Dr. Joe Nickell: "It's about such creatures as Bigfoot, extra-terrestrials, vampires, werewolves, even mermaids--all those types of beings that are part-man and part-monster or beast, those things that are in our image that are like us but somehow monstrosities, or the term "manimal" is sometimes used. Manlike animals. So, I explore all these things both on the ground--hence the word tracking-- to look at the evidence to see if, for example, all those Bigfoot tracks--are they really leading us to a Bigfoot, or are they leading us to hoaxers? And also the cultural and psychological interests we have in these manimals in our image."
"So you don't just look at newspaper articles about a sighting. You have gone physically to look for these?
Nickell: "Absolutely. I've gone to the Pacific Northwest on a Bigfoot expedition, been in the remote forests where the famous Roger Patterson Bigfoot film, which we have pretty good evidence now that it was a hoax --always suspected as such, but I've been in remote areas like that, been in Australia looking for their version of Bigfoot called the Yowie. But I've looked at all the evidence and try to draw conclusions about why we're so fascinated with these beings."
"When you look for these things, you're looking with a bias. You're trying to disprove them. Are you?"
Nickell: "No, I'm not. That's a little like saying that a policeman is only out to arrest people, and I think most policemen would resent that implication. They're actually trying to help people and only arrest the bad guys. No, as a science organization, we publish the magazine Skeptical Inquirer, we're looking to actually investigate such claims. I am, in fact, a former detective with the world's largest private detective agency, and I actually investigate claims. My only bias is that I'm using science and the real-world--real evidence as opposed to fantasy or magic-- trying to use science to explain evidence, confident that if I could explain it, any needed debunking will take care of itself. I'd be delighted if we could find a real mermaid; that would be wonderful. If someone says they have in their museum a mermaid specimen, we would be skeptical. We would say, Oh, really? May we examine it?' And I have examined such, and they're fake."
Anything you've investigated locally in the Western New York area?
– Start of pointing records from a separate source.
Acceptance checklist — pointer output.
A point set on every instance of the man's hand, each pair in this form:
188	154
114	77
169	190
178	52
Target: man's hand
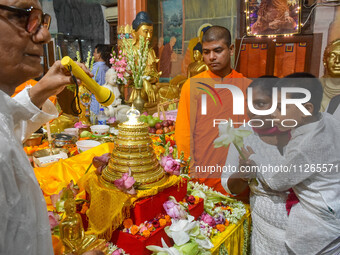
247	169
53	82
150	92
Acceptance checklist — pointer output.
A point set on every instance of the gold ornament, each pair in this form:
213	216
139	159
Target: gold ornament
133	151
73	235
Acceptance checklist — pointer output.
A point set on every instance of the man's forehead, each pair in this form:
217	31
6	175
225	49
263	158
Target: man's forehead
214	45
21	3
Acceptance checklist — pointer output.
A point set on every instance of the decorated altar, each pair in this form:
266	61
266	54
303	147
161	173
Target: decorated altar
232	238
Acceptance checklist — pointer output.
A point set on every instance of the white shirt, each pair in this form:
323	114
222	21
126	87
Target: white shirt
314	222
24	224
268	207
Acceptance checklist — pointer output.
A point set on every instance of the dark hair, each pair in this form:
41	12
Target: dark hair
198	47
306	81
265	83
142	18
105	51
217	33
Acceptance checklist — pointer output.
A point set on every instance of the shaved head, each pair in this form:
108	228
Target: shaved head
217	33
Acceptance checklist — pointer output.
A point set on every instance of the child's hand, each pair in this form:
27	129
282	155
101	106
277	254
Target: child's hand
247	152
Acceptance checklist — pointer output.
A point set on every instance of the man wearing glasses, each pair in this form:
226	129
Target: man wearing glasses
24	224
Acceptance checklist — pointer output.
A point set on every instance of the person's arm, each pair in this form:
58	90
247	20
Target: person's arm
231	180
53	82
182	130
34	100
289	173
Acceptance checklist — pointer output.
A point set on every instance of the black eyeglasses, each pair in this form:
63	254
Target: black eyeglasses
35	17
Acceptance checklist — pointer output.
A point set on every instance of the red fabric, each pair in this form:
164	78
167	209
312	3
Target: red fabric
150	207
292	199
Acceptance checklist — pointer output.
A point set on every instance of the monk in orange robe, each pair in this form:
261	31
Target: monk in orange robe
197	140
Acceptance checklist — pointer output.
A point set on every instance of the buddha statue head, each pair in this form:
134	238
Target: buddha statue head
331	59
70	206
142	26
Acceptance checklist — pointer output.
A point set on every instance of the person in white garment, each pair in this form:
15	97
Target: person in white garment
312	162
24	224
268	207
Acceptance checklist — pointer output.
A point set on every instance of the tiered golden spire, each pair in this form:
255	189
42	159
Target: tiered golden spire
133	151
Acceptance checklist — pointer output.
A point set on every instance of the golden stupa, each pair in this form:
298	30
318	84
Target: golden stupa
133	152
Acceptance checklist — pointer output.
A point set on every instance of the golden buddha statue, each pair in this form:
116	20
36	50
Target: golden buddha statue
84	104
198	65
142	26
331	78
72	231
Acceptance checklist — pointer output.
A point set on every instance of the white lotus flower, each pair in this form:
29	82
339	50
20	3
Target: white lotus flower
228	134
165	250
180	229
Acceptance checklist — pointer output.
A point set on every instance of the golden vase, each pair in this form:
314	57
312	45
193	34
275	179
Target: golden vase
139	102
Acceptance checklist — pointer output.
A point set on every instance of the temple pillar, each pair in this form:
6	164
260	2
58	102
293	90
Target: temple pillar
127	10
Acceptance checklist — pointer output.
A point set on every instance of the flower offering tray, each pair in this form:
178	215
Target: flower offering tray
150	207
136	244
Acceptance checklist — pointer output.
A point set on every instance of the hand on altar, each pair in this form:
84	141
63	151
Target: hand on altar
247	171
53	82
150	92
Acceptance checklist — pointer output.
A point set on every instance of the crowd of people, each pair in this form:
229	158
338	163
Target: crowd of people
292	213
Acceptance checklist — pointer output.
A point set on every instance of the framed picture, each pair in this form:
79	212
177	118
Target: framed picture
272	17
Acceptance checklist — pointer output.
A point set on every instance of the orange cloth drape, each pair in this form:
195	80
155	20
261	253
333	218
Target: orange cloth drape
31	82
54	178
198	140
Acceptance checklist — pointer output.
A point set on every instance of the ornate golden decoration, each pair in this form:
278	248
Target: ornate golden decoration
133	151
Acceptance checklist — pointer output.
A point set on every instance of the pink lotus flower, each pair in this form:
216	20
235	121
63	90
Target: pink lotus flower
101	162
118	252
142	229
170	165
125	183
53	219
191	199
174	210
208	219
79	124
111	120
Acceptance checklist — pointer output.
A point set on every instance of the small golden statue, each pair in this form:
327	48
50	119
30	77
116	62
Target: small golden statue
142	26
72	231
198	65
330	80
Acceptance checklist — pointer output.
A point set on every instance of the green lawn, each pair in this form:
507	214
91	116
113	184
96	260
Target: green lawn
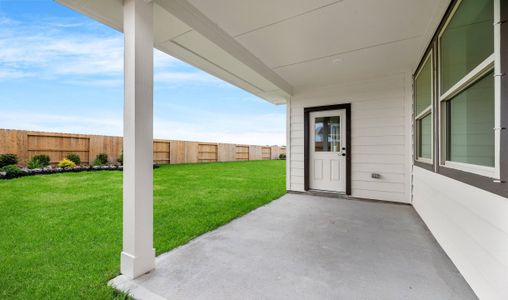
60	235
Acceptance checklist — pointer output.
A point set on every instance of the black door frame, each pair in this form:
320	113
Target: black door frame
306	152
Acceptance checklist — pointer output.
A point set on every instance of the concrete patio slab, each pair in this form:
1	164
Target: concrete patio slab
308	247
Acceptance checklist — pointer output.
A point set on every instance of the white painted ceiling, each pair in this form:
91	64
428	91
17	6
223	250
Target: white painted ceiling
301	39
269	47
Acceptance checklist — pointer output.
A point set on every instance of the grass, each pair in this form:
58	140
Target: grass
60	235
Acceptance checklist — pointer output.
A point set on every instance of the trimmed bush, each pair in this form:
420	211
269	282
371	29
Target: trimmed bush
101	159
74	158
8	159
120	159
42	158
11	171
66	163
34	163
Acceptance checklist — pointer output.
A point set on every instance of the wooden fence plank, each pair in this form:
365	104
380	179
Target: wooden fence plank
26	144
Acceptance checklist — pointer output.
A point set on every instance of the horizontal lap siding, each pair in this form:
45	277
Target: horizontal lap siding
380	141
472	227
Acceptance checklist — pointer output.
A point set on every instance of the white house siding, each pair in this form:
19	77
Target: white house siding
380	134
472	227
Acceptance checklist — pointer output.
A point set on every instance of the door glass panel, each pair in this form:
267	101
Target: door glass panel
327	134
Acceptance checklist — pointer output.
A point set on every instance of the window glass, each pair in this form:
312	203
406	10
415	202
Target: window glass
424	87
425	138
327	134
467	41
471	124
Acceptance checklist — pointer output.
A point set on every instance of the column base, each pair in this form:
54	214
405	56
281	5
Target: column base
132	266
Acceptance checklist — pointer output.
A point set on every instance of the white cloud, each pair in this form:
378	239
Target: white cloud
49	50
241	129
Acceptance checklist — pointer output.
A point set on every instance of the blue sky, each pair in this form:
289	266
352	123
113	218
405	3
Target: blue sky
61	71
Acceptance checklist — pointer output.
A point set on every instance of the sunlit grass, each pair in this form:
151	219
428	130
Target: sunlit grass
60	235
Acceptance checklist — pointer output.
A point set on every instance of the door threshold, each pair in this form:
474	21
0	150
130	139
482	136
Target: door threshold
329	194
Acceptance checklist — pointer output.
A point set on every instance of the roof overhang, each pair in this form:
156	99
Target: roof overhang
183	32
273	48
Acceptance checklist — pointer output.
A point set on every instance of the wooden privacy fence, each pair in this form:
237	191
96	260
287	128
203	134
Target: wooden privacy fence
26	144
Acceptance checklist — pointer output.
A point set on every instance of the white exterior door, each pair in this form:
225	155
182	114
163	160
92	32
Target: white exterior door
327	151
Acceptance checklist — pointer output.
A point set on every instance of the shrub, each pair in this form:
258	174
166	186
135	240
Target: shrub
11	170
8	159
74	158
34	163
120	159
42	158
66	163
101	159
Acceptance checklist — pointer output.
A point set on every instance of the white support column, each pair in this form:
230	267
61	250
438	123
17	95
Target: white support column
138	255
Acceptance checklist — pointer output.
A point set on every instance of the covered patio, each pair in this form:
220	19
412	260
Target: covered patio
398	100
308	247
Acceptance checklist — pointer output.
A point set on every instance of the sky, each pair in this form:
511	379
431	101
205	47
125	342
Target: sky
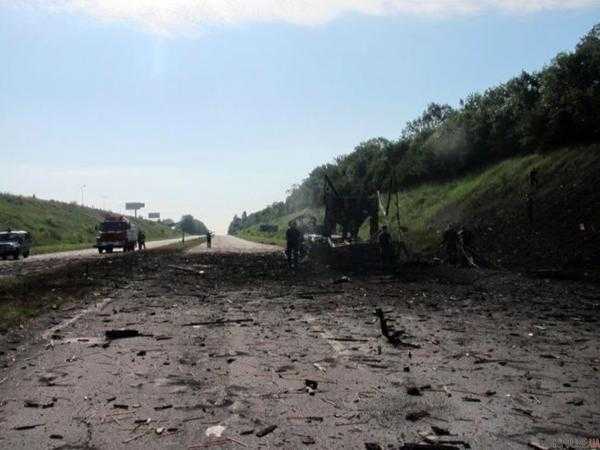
213	107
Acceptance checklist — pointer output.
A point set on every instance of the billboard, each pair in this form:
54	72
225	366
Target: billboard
134	206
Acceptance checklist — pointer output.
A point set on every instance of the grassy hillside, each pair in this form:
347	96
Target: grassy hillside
566	212
253	233
61	226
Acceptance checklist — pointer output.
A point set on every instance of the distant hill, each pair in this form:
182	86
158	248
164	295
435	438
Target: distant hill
564	230
60	226
470	165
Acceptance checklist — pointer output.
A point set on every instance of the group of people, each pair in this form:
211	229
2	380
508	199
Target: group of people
295	240
141	240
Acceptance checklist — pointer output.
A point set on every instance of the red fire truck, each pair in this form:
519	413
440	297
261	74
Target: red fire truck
116	232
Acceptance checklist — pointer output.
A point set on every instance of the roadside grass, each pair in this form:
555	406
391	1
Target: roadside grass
25	297
60	226
420	215
254	234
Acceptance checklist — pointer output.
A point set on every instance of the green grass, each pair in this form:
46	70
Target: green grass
426	210
254	234
59	226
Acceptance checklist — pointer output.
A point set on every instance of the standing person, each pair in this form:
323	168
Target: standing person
450	241
294	240
386	248
141	240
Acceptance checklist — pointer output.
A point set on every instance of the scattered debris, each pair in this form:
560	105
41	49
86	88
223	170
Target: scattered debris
28	427
34	404
265	431
394	337
413	390
216	322
372	446
112	335
440	431
162	408
341	280
215	431
537	445
415	416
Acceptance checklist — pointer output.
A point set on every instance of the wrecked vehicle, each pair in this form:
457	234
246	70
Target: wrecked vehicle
116	232
15	244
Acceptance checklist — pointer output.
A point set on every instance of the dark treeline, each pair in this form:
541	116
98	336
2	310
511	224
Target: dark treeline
533	112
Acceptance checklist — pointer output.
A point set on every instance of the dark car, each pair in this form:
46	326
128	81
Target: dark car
15	244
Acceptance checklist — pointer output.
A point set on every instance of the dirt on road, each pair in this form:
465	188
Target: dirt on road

Nickell: "In Clarence, NY, there was a Bigfoot sighting. I've used the term for this particular case, Big Suit rather than Bigfoot. It looks like someone in a gorilla suit. You can actually see the cuffs where the gloves fit onto the sleeves pretty clearly in the photos. But it caused a sensation here for a couple of days, and a Bigfoot hunting crew from California came in with a van and had a stake-out on Mr. Mobius' property in Clarence. I went and hung along around the campfire, and finally they gave me some of their Bigfoot-detecting equipment, and I went out with them looking for Bigfoot. It was all a hoot. I saw no evidence. I went in the next day and examined an area where they were pretty sure they had heard Bigfoot and so forth, and examined it very, very carefully for tracks, or any tracks or traces. There were none, of course. But I have been to south of this area into the Pennsylvania forest, where Bigfoot is a more recorded creature. My wife and I stayed in a cabin in the woods, trying to track a story of a sighting that turned out to be, I believe, a bear with mange. That is, the bear had lost much of its hair. It really was a spooky-looking creature that was caught on a surveillance film and looked quite like a man-beast."